Pense em dois irmãos gêmeos. Suponha que eles tenham morado com os pais até os 25 anos e feito exatamente o mesmo curso de graduação, na mesma instituição, com desempenho semelhante. Suponha, ainda, que conseguissem empregos no mesmo setor, em empresas de mesmo porte. Neste caso, seria de se esperar que eles auferissem rendimentos muito semelhantes. Seriam exemplos perfeitos de igualitarismo. Ainda assim, guardariam pequenas diferenças de renda em função de características pessoais, que independem de tudo aquilo que compartilharam ao longo da vida – como a escolha por um departamento específico na companhia ou o tanto de horas extras que cada um deseja fazer.
A desigualdade que temos hoje precisa ser enfrentada de imediato, através de políticas específicas que promovam algum reequilíbrio na redistribuição de renda
Acontece que, volta e meia, surge o argumento de que a desigualdade não seria um grande problema, por si só. Como se fôssemos todos como aqueles gêmeos, as disparidades de rendimento seriam, em grande medida, frutos destas diferenças pessoais ou de escolhas. Eis que nasce, então, a equivocada ideia de que “o problema é a pobreza e não a desigualdade”.

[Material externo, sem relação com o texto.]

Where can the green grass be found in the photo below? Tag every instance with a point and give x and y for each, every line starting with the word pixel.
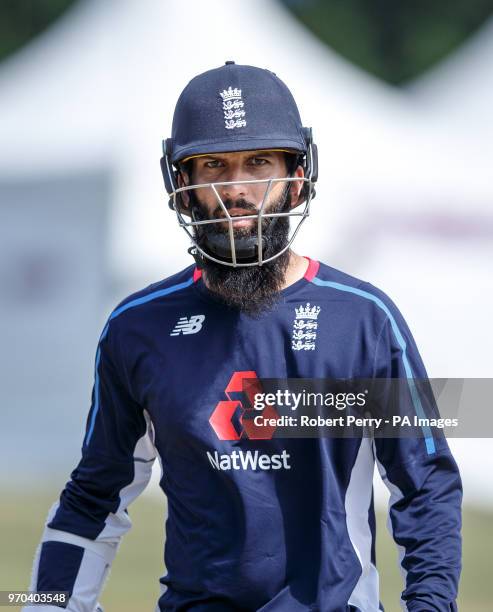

A pobreza é, sim, um problema. Representa a condição mais severa de privação de condições básicas de vida e de liberdade de escolhas para viver uma vida plena. A desigualdade, no entanto, é resultado justamente de uma série de privações que as pessoas enfrentaram ao longo da vida que, em boa medida, condicionaram suas escolhas de modo definitivo. O ambiente familiar, alimentação, educação, segurança: tudo isso são elementos que ajudam a moldar o quanto os indivíduos se tornam livres para fazer usas escolhas e evoluir.
A desigualdade que temos hoje precisa ser enfrentada de imediato, através de políticas específicas que promovam algum reequilíbrio na redistribuição de renda. E isso é necessário para que as novas gerações possam construir um futuro mais igualitário a partir das suas origens. Caso não façamos isso, estaremos condenados a contar a mesma história repetidamente ao longo das décadas.